Wichita school board approves special transfer of Southeast High students at semester
The Wichita school board voted unanimously Monday to authorize the special transfer of up to 260 Southeast High School students to Heights High for the start of the spring semester in an effort to alleviate disruptive overcrowding.
Current Southeast students will not be required to switch schools if they don’t want to, but the district boundary change approved by the BOE means future students from within the Adams, College Hill, Jackson and Price-Harris Elementary boundaries will now attend Heights instead of Southeast.
The district will not be able to provide spring transportation to students who choose to transfer to Heights at semester, and because of special transfer rules, student-athletes will not be able to compete in varsity spring sports.
The district plans to contact families of the 260 students to notify them of their options in the next week.
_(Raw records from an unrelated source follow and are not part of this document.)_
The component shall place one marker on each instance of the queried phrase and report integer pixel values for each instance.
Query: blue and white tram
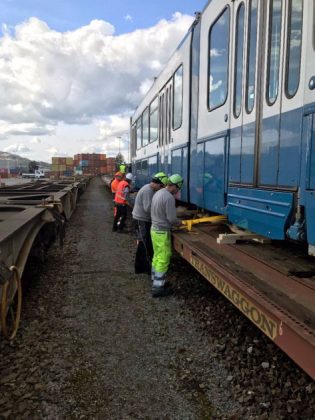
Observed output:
(234, 113)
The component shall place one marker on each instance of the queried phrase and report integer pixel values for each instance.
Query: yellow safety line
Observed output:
(211, 219)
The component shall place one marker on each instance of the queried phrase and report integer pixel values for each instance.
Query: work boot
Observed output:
(152, 273)
(160, 287)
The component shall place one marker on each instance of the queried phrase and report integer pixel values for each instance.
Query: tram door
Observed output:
(267, 98)
(165, 112)
(243, 81)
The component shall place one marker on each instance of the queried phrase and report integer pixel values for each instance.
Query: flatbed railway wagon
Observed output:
(32, 215)
(233, 111)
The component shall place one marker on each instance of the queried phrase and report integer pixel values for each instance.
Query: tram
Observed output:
(233, 111)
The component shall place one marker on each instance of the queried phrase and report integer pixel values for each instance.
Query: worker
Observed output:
(115, 181)
(121, 203)
(163, 216)
(141, 215)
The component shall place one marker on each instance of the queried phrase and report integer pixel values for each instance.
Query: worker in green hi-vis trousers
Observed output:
(122, 168)
(163, 216)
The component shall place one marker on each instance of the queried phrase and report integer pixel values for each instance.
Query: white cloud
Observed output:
(128, 18)
(51, 79)
(35, 140)
(18, 148)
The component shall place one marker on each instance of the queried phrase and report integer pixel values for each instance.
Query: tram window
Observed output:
(154, 120)
(133, 140)
(274, 50)
(239, 48)
(169, 113)
(139, 133)
(218, 61)
(251, 61)
(144, 167)
(294, 47)
(167, 122)
(145, 127)
(138, 167)
(178, 98)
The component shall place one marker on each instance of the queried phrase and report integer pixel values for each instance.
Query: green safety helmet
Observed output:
(160, 178)
(177, 180)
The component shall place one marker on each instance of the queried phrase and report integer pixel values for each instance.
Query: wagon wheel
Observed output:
(11, 304)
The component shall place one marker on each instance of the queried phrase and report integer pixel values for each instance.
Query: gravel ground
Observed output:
(93, 344)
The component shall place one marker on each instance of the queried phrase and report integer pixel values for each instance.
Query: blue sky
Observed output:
(73, 72)
(126, 16)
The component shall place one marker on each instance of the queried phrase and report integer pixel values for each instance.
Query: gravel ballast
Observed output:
(94, 344)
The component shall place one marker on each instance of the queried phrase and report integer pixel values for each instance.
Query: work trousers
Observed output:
(144, 251)
(162, 250)
(120, 214)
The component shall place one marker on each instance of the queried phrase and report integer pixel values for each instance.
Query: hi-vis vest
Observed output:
(120, 196)
(114, 184)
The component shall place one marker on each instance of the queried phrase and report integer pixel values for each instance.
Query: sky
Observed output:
(72, 72)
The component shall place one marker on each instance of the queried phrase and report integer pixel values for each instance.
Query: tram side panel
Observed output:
(246, 160)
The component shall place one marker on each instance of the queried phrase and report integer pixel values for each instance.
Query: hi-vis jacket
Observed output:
(121, 196)
(114, 184)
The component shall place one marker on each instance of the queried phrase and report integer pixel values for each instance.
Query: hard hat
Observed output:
(160, 178)
(177, 180)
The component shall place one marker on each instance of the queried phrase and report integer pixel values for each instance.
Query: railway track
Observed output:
(272, 285)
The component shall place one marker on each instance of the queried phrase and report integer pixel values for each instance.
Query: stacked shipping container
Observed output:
(84, 163)
(91, 163)
(62, 166)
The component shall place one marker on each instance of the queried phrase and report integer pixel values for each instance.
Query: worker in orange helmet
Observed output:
(114, 184)
(121, 202)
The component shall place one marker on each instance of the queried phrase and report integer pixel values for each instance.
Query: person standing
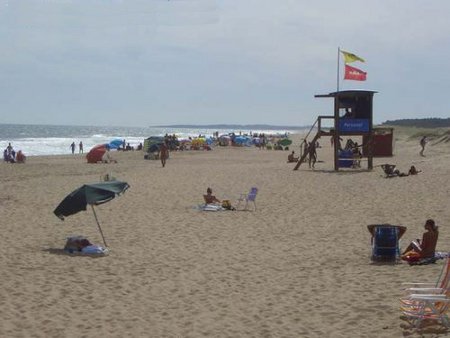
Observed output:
(312, 153)
(423, 142)
(163, 153)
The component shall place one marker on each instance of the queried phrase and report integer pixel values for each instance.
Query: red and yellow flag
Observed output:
(352, 73)
(350, 57)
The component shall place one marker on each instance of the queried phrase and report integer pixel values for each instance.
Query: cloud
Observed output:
(161, 61)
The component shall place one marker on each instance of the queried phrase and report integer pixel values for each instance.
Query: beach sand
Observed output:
(298, 266)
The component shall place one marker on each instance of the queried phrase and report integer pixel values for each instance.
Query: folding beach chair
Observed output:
(248, 198)
(428, 307)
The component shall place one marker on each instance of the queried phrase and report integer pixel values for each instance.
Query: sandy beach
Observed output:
(298, 266)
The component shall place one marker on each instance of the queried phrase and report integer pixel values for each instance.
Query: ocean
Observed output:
(38, 140)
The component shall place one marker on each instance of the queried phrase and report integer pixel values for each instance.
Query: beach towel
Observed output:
(212, 207)
(94, 250)
(209, 207)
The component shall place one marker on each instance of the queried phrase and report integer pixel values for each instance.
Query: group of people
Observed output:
(10, 155)
(80, 147)
(418, 249)
(425, 247)
(391, 171)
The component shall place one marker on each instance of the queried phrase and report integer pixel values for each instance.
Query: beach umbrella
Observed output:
(92, 194)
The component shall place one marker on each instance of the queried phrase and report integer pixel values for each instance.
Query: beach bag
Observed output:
(411, 256)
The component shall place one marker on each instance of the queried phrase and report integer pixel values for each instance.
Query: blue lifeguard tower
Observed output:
(353, 116)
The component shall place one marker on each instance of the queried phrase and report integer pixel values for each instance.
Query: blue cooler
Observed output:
(385, 245)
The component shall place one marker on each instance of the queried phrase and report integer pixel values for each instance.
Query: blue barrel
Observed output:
(385, 243)
(345, 159)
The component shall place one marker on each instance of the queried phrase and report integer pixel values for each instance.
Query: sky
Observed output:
(162, 62)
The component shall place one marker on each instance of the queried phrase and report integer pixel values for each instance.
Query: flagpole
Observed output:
(337, 81)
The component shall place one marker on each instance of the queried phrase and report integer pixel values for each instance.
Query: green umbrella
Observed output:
(285, 142)
(92, 194)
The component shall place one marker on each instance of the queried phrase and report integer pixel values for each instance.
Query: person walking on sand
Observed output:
(423, 142)
(312, 153)
(163, 153)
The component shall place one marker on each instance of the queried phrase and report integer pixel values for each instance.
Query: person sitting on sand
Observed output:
(390, 171)
(210, 198)
(426, 247)
(292, 158)
(107, 158)
(20, 157)
(413, 171)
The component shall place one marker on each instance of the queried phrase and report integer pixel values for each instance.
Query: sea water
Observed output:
(35, 140)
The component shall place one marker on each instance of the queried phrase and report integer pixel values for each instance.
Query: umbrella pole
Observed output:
(98, 224)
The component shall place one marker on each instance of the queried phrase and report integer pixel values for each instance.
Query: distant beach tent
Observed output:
(152, 143)
(95, 155)
(115, 144)
(224, 140)
(285, 142)
(243, 140)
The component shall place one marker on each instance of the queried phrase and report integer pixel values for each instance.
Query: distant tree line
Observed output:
(420, 123)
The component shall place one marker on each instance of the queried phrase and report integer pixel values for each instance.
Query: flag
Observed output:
(352, 73)
(349, 57)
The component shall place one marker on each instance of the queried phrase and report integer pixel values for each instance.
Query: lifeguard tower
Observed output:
(352, 117)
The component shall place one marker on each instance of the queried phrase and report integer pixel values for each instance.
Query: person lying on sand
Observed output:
(292, 158)
(210, 198)
(390, 171)
(413, 171)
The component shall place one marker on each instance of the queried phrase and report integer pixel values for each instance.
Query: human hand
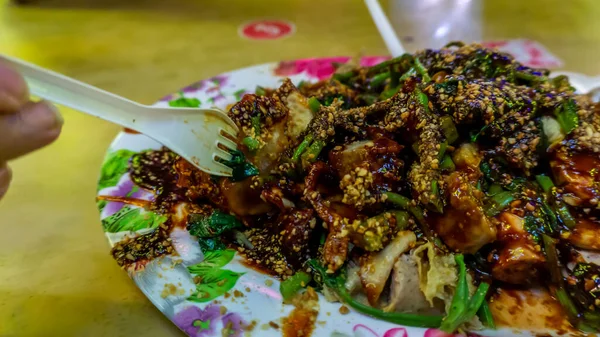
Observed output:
(25, 126)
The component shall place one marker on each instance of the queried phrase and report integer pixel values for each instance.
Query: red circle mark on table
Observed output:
(266, 29)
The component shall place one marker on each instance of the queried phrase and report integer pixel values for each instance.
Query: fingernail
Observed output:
(8, 103)
(42, 115)
(59, 118)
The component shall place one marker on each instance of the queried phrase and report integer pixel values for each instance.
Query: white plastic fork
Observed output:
(194, 134)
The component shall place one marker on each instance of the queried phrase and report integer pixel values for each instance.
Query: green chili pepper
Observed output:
(447, 164)
(498, 202)
(545, 182)
(454, 44)
(449, 129)
(383, 65)
(460, 300)
(421, 70)
(343, 77)
(211, 226)
(313, 151)
(409, 73)
(486, 317)
(260, 91)
(462, 309)
(566, 115)
(442, 152)
(423, 99)
(436, 204)
(242, 169)
(251, 143)
(495, 189)
(336, 283)
(290, 287)
(416, 211)
(302, 147)
(378, 79)
(389, 93)
(314, 105)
Completed in 2016, Southeast is USD 259’s newest high school. The school’s functional building capacity is 1,982 students. This year, Southeast enrolled 2,192 students, the second most of any Wichita high school behind East.
Southeast staff say classrooms that were designed to hold 25 students now routinely cram in at least 35.
“Building and classroom safety due to overcrowding at Southeast is a problem that will continue to harm students and faculty at Southeast until we do something about it,” debate teacher Michael Harris told the board of education last month.
Superintendent Alicia Thompson acknowledged before the vote that the district will need to do more in the future to prevent overcrowding at Southeast.
“This is definitely not the solution for Southeast. This is just something to try to do something temporarily in short-term,” Thompson said. “We know that there are definitely long-term plans that need to be made.”
The district has already approved 20 special transfers to Northeast Magnet this year, district staff said.
Before recommending the boundary change, staff held eight listening sessions with various stakeholder groups at Southeast, Heights and Northeast Magnet.